I have the following script to pan the camera based on the midpoint of where my 2 fingers touched and dragged:

private void Panning() //pans the cart tilt object up to the pan limits.
    {
        if (Input.touchCount != 2)
            return;

        if ((Input.GetTouch(0).phase != TouchPhase.Moved && Input.GetTouch(1).phase != TouchPhase.Moved))
            return;

        if (EventSystem.current.IsPointerOverGameObject(Input.touchCount - 1))
            return;

        TouchTimer();

        Touch touch1 = Input.GetTouch(0);
        Touch touch2 = Input.GetTouch(1);

        if (Input.GetTouch(0).phase == TouchPhase.Moved)
        {
            Vector3 currentPos = GetWorldPosition((touch1.position + touch2.position)/2);
            Vector3 previousPos = GetWorldPosition(((touch1.position - touch1.deltaPosition) + (touch2.position - touch2.deltaPosition)) / 2);
            Vector3 difference = currentPos - previousPos;
            Vector3 camPos = nonARCamera.transform.localPosition;
            camPos += new Vector3(-difference.x * panSensitivity, -difference.y * panSensitivity, 0);
            camPos.x = Mathf.Clamp(camPos.x, -panLimit[0], panLimit[1]);
            camPos.y = Mathf.Clamp(camPos.y, -panLimit[1], panLimit[1]);
            nonARCamera.transform.localPosition = camPos;
        }
    }

    private Vector3 GetWorldPosition(Vector2 _touchPos)
    {
        Ray rayPos = nonARCamera.ScreenPointToRay(_touchPos);     
        Plane plane = new Plane(cameraPlaneRef.forward, cameraPlaneRef.position);
        float distance;
        plane.Raycast(rayPos, out distance);
        return rayPos.GetPoint(distance);
    }

Basically, every time there is a 2-finger drag, a Plane is created where the green dot reference object is in front of the camera. I then calculate the position of the drag between the current and last frames, and then move the camera’s local position relative to its parent in the opposite direction (making the illusion that the object the camera is look at is moving the same way as the drag).

This works, but only in one direction. If the camera-parent is rotated to the other side of the object, the movement is backwards. If it’s on either side (+/- 90 degrees), nothing happens. I’m not sure what I’m doing wrong here. I know it has to do with the world positions of the current and previous being flipped when you’re behind the target, but I’m not sure how I could rotate the result based on how the camera pivot is rotated.

Any help would be appreciated. :slight_smile:

Not sure where you’re going wrong but there are drag-camera and drag-object demo scenes in my Proximity Buttons package. They’re called DemoDragCamera and DemoWorldDragging

proximity_buttons is presently hosted at these locations:

https://bitbucket.org/kurtdekker/proximity_buttons

https://github.com/kurtdekker/proximity_buttons

Here’s what I THINK is wrong. When the camera plane not rotated, the previous and current positions come out a certain way. Say if I move the touch point from left to right, the current touch position is greater in the X-value than the previous touch position, so it moves normally. However, when the camera plane is rotated to the opposite side, the difference is now reversed, so it moves the opposite way. When they’re on either side, there is no difference in X-value, because they’re on the same x-coordinate.

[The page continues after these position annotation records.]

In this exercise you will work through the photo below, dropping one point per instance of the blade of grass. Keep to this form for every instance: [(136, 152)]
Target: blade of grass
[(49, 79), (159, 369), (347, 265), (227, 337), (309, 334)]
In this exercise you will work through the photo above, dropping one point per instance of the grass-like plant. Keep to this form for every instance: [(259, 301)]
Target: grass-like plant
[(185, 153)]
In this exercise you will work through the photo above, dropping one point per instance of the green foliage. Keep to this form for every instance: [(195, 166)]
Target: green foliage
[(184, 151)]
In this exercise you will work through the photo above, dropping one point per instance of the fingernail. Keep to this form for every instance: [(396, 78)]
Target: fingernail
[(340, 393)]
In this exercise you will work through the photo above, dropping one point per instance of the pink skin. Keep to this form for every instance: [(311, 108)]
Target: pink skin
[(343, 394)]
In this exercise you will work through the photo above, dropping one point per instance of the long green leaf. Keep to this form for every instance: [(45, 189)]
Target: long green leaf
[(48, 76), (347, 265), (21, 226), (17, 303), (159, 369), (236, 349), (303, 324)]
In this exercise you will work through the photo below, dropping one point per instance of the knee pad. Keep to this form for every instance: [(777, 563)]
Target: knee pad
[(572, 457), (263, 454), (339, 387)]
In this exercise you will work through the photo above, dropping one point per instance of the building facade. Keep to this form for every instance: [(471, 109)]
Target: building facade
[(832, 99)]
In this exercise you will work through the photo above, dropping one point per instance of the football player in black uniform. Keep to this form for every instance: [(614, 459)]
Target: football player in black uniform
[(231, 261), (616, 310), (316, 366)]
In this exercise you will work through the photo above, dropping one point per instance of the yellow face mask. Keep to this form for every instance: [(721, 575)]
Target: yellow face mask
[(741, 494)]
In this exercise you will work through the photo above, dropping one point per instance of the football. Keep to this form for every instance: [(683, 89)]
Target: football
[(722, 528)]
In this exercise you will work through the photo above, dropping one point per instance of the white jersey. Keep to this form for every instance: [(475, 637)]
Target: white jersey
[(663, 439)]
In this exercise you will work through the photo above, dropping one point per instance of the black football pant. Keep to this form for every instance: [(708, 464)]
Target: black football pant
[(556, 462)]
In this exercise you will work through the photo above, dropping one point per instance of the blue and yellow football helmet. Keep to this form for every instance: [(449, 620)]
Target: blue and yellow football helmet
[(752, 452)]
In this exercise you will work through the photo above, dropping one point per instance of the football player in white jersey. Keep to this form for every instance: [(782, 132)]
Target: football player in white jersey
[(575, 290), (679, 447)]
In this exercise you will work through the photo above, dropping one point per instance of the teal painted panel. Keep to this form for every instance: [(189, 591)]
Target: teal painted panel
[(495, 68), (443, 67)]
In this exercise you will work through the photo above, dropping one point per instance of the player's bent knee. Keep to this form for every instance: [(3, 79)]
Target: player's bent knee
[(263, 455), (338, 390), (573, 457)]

I think I need to do some vector coordinate shenanigan’s with Sines and Cosine to rotate the points about an axis before doing the calculation. Not sure how I’ll go about doing that yet. Vector math hurts my head as it is.

Honestly it might be easier to just rotate and pan the object instead of the camera.

That’s a hypothesis… great! Now test it! Instrument the code with Debug.Log() and find out for sure!

Problem fixed. Switch from rotating a camera to just moving the target instead, so I don’t have to deal with rotating coordinate systems. Same methodology.